Um Personen mit intellektueller und Mehrfachbehinderung gut betreuen und behandeln zu können, bedarf es intensiver Kommunikation und der Zusammenarbeit aller Beteiligten. Dazu gehört unter anderem die einfache Weitergabe relevanter Informationen für die Behandlung. Hier setzt ein weiteres Projekt der Wiener Landeszielsteuerungskommission an: GeKo-Wien Pässe und Mappen. Die Abkürzung GeKo steht für Gesundheit und Kommunikation. Mit der Umsetzung war der Dachverband Wiener Sozialeinrichtungen beauftragt. „Kernstück sind eigens konzipierte Pässe und Mappen, in denen die wichtigsten Informationen über die Patientin oder den Patienten gesammelt werden“, informiert Reischl.

 

Gedacht sind die Pässe und Mappen vor allem für Menschen mit intellektueller Behinderung und für Personen mit Kommunikationsschwierigkeiten.
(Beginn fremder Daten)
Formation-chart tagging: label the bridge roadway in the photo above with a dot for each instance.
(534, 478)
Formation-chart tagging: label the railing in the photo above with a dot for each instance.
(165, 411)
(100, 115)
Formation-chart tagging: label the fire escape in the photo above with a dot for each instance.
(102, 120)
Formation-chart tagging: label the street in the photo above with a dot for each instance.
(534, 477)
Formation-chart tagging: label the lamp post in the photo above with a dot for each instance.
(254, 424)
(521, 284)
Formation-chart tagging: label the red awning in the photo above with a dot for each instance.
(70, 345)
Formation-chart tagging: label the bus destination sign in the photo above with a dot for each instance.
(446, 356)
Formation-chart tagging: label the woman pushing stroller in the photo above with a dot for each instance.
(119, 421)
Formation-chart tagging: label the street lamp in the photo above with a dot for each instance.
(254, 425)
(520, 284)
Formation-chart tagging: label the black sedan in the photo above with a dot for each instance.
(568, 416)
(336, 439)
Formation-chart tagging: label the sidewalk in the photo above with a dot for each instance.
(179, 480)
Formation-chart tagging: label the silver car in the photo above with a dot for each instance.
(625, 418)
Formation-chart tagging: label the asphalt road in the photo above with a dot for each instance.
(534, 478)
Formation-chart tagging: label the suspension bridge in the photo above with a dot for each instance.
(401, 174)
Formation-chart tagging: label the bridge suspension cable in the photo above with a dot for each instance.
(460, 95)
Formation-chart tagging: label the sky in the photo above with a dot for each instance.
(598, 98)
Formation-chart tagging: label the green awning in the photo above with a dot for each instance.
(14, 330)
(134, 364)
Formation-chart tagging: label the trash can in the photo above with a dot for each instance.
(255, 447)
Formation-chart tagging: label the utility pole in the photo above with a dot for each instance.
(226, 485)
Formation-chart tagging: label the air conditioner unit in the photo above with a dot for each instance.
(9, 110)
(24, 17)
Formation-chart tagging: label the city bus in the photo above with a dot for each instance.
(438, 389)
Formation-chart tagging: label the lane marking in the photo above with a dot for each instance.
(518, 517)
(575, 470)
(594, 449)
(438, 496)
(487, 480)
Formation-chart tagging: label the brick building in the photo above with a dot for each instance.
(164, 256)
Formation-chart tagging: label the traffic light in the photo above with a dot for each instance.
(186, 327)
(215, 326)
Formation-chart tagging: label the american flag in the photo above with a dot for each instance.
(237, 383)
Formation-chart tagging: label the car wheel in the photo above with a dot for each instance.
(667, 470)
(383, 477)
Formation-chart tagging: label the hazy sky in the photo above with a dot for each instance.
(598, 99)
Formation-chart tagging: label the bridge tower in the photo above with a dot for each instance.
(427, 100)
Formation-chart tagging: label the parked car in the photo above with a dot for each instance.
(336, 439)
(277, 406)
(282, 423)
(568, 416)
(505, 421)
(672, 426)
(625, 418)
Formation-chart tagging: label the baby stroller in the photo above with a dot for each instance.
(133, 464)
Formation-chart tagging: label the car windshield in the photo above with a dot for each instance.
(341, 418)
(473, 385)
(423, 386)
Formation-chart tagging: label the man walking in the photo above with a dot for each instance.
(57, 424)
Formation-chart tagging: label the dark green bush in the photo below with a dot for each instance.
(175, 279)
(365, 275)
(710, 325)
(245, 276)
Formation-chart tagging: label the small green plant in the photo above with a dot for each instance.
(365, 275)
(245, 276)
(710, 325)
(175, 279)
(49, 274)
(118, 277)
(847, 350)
In der GeKo-Wien Mappe und im GeKo-Wien Pass können medizinische Informationen, aber auch Informationen zur Person, zu ihren Kompetenzen und Bedürfnissen durch die Betroffenen selbst, ihre Angehörigen oder Betreuungspersonen gesammelt werden. Dazu ergänzt Reischl:  „Ärztinnen und Ärzte und Therapeutinnen und Therapeuten erhalten so auf einen Blick alle wichtigen Informationen über die Krankheiten und Bedürfnisse ihres neuen Patienten. Die Behandlung wird so erleichtert.“

 

Der Dachverband hat weiters Qualifizierungsmodule für Berufsgruppen in der Gesundheitsversorgung und Betreuung von Menschen mit intellektueller Behinderung und Mehrfachbehinderung erarbeitet, die gerade implementiert werden.